Troubleshoot etcd for GKE on AWS

This pages shows you how to resolve issues with etcd for GKE on AWS.

etcd data disk is full

The following error occurs when the etcd data disk is full, and might be observed in a few different ways:

  • The etcd logs might show timeout errors for writing requests:

    rafthttp: failed to save KV snapshot (write /var/etcd/data/member/snap/tmp720030520: no space left on device)

    You might also see timeout errors for connections to peers:

    rafthttp: health check for peer [peer-id] could not connect: dial tcp [peer-ip]:2380: i/o timeout
    etcd server doesn't start:
  • The serial port logs might indicate that etcd can't start due to lack of space:

    failed on file /dev/stdout (No space left on device)

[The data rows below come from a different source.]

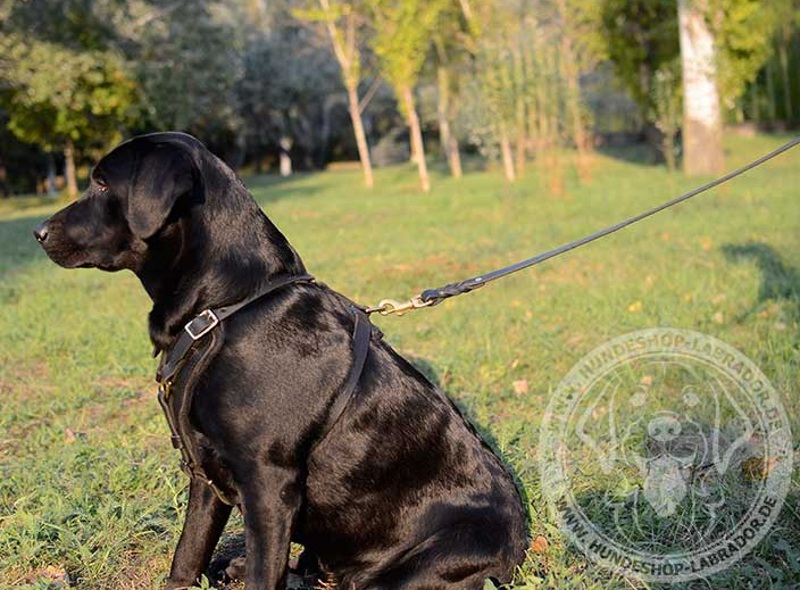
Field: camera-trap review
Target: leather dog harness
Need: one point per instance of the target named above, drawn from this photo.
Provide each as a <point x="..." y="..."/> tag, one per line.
<point x="182" y="365"/>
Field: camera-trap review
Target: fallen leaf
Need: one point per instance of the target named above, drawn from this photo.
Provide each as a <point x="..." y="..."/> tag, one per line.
<point x="635" y="306"/>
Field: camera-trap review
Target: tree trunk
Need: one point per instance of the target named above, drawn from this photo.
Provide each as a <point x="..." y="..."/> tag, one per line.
<point x="69" y="170"/>
<point x="783" y="55"/>
<point x="446" y="136"/>
<point x="417" y="147"/>
<point x="361" y="137"/>
<point x="702" y="121"/>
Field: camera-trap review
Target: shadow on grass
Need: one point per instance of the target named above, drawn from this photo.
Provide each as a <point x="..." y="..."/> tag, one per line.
<point x="779" y="281"/>
<point x="483" y="432"/>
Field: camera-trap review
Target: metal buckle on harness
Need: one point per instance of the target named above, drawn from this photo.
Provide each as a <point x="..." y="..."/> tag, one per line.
<point x="201" y="325"/>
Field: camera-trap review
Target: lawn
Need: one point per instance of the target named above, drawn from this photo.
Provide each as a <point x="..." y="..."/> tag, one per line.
<point x="90" y="492"/>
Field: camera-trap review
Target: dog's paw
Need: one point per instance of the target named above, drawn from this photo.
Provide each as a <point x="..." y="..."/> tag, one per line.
<point x="236" y="569"/>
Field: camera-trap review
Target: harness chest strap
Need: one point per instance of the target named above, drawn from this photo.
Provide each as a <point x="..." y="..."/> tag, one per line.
<point x="186" y="360"/>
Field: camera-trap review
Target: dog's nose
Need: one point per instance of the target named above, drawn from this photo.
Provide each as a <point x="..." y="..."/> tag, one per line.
<point x="40" y="233"/>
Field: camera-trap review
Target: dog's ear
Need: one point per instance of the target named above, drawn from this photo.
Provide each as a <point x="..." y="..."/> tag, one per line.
<point x="164" y="172"/>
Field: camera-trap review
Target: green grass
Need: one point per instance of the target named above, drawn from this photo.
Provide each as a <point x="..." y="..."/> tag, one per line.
<point x="89" y="485"/>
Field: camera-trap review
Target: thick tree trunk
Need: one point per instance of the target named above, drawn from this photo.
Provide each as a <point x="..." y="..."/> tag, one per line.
<point x="70" y="175"/>
<point x="506" y="153"/>
<point x="702" y="121"/>
<point x="361" y="137"/>
<point x="446" y="136"/>
<point x="417" y="147"/>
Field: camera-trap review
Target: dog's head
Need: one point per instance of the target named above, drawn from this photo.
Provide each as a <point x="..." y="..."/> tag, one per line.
<point x="134" y="195"/>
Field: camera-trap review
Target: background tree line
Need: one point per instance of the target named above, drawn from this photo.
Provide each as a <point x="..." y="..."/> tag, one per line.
<point x="308" y="82"/>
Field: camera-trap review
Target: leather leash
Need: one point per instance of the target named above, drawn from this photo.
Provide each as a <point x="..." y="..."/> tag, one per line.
<point x="431" y="297"/>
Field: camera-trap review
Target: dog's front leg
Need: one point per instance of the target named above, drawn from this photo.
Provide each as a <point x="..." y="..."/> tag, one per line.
<point x="206" y="516"/>
<point x="270" y="501"/>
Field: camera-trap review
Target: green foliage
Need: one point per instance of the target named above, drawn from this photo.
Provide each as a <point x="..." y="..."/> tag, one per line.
<point x="59" y="94"/>
<point x="403" y="30"/>
<point x="641" y="38"/>
<point x="743" y="30"/>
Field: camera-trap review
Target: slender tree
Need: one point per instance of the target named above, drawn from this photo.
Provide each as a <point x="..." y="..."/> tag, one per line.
<point x="343" y="21"/>
<point x="401" y="42"/>
<point x="702" y="117"/>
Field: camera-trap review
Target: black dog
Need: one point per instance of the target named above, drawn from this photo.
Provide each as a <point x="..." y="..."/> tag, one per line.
<point x="392" y="489"/>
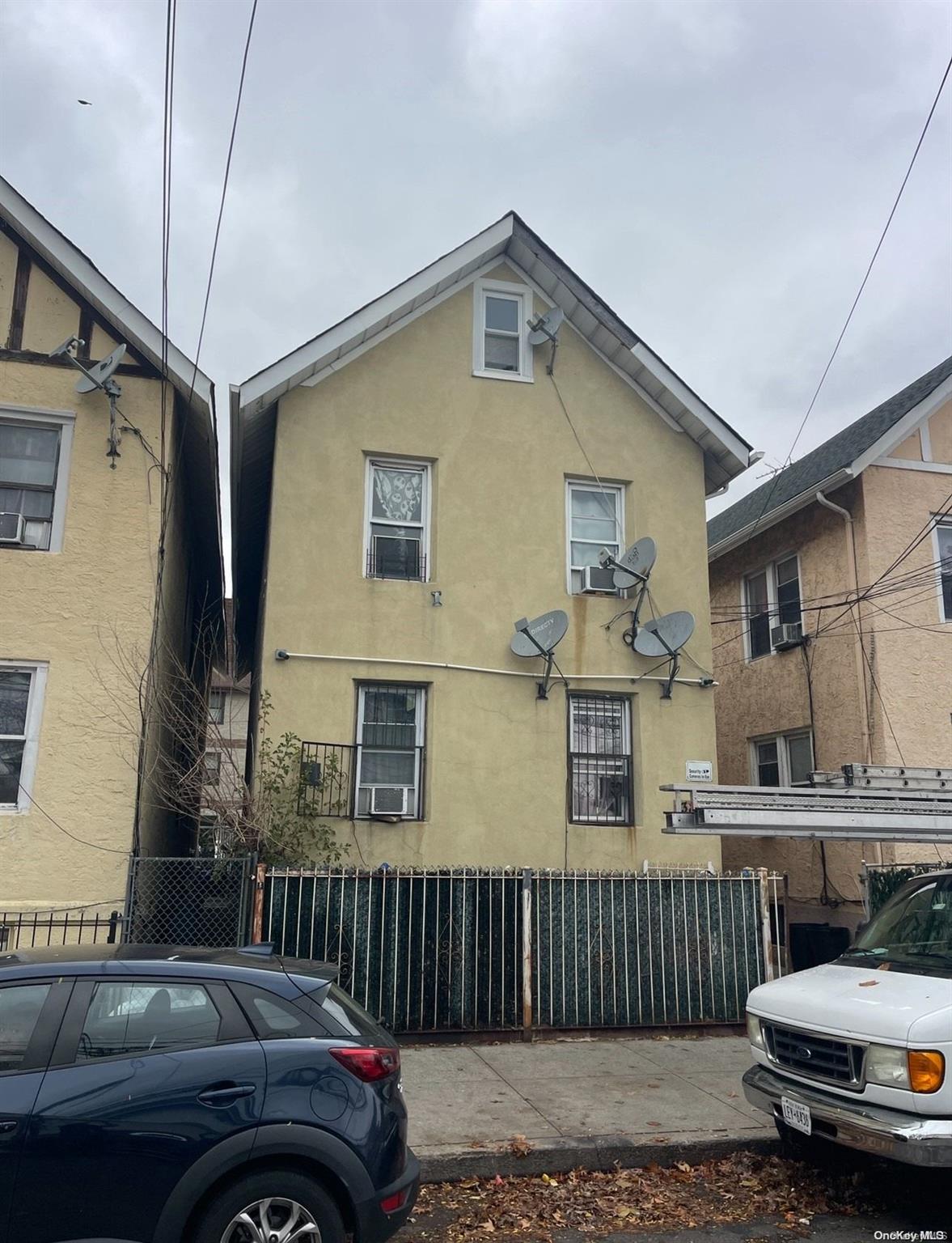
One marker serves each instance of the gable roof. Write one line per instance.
(831, 464)
(726, 452)
(254, 403)
(131, 326)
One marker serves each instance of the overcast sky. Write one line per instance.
(717, 171)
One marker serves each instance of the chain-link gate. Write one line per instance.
(189, 901)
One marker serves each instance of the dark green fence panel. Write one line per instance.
(644, 950)
(424, 951)
(451, 950)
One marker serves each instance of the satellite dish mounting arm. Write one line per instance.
(106, 383)
(673, 668)
(523, 626)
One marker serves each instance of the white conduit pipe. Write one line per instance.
(480, 669)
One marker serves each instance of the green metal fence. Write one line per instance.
(469, 950)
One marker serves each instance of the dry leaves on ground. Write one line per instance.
(680, 1197)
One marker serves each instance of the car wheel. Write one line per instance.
(273, 1206)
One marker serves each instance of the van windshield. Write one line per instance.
(912, 929)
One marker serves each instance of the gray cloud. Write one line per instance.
(718, 171)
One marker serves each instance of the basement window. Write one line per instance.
(500, 340)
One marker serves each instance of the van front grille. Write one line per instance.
(818, 1057)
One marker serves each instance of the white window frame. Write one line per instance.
(64, 422)
(419, 744)
(590, 485)
(425, 508)
(946, 524)
(39, 670)
(773, 608)
(523, 295)
(783, 753)
(625, 755)
(222, 695)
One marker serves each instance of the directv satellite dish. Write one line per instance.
(639, 558)
(664, 635)
(99, 375)
(537, 638)
(546, 326)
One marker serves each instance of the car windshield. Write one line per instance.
(914, 929)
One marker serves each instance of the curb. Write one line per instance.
(588, 1152)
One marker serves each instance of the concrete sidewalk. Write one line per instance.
(577, 1103)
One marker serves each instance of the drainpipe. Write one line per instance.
(861, 661)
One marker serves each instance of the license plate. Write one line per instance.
(796, 1115)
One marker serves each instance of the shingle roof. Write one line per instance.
(833, 455)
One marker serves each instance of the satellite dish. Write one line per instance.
(546, 630)
(99, 373)
(664, 635)
(639, 558)
(546, 327)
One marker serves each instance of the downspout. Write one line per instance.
(861, 660)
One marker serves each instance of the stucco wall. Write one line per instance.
(771, 695)
(496, 762)
(87, 610)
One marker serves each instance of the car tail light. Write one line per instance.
(368, 1064)
(926, 1069)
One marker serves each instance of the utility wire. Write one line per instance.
(57, 825)
(855, 301)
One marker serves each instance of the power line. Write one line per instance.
(855, 301)
(56, 825)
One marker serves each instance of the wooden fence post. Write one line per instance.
(768, 972)
(257, 905)
(526, 955)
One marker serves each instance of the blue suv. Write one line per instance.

To determine the size of your etcd instance, use one of the following methods:


  1. Connect to one of the master nodes using SSH and run the following command:

    ETCDCTL_API=3 etcdctl --write-out=table endpoint status

    The DB_SIZE column indicates the size used, as shown in the following condensed example output:

    |    ENDPOINT      |        ID        | VERSION | DB SIZE |
    | | 4917a7ab173fabe7 |  3.5.0  |   45 kB |
    | | 59796ba9cd1bcd72 |  3.5.0  |   45 kB |
    | | 94df724b66343e6c |  3.5.0  |   45 kB |


  1. In the console, go to the Cloud Monitoring page.

    Go to the Cloud Monitoring page

  2. Select Metrics explorer.

  3. Select the metric etcd_mvcc_db_total_size_in_bytes metric.

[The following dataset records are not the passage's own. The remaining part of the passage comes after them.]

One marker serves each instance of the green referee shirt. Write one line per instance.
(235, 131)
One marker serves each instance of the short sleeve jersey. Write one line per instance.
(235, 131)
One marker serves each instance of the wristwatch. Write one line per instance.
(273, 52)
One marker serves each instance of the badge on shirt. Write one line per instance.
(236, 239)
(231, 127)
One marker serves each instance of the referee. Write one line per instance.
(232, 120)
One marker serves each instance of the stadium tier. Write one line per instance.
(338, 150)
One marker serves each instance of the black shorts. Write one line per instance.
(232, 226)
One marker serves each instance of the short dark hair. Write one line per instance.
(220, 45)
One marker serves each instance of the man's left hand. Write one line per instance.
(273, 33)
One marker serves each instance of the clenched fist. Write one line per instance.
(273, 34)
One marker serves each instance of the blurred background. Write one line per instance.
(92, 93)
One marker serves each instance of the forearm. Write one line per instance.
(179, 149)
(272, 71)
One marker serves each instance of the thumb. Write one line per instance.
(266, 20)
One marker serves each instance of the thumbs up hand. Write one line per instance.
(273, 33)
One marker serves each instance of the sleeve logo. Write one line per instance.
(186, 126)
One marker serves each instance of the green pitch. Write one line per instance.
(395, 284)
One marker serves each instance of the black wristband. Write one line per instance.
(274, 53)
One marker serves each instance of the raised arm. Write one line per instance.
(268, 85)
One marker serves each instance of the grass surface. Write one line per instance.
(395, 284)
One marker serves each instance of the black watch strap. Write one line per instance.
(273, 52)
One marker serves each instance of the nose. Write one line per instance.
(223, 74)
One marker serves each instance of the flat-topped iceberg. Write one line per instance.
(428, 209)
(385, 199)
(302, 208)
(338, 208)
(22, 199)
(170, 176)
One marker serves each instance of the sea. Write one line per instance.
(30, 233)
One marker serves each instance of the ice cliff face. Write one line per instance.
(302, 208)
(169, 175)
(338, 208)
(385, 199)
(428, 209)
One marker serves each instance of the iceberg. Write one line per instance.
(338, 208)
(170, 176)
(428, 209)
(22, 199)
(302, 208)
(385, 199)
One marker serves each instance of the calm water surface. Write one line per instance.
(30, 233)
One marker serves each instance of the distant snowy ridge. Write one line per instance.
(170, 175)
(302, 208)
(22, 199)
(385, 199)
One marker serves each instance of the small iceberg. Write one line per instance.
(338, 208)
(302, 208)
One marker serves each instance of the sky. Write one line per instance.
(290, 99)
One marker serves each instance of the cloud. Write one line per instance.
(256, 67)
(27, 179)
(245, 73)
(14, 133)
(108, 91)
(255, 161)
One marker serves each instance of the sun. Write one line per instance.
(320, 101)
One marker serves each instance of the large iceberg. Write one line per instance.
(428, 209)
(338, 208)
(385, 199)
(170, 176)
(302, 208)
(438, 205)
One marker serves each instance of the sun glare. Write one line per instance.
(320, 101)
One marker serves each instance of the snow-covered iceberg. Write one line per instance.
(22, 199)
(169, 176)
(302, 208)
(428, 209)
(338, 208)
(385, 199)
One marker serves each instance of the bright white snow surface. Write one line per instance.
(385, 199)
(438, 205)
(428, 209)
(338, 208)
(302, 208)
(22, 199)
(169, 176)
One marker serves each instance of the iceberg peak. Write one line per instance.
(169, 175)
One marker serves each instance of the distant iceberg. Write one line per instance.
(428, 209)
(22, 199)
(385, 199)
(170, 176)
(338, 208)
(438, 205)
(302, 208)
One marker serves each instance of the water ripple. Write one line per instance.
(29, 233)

To resolve this issue, resize the data disk for etcd using the appropriate procedure for your storage provider and operating system. Add enough additional space to account for future etcd growth.

  1. After the disk is resized, check if there's still a warning on disk space:

    ETCDCTL_API=3 etcdctl alarm list
  2. If the last column reports NOSPACE, disarm the alarm as follows:

    ETCDCTL_API=3 etcdctl alarm disarm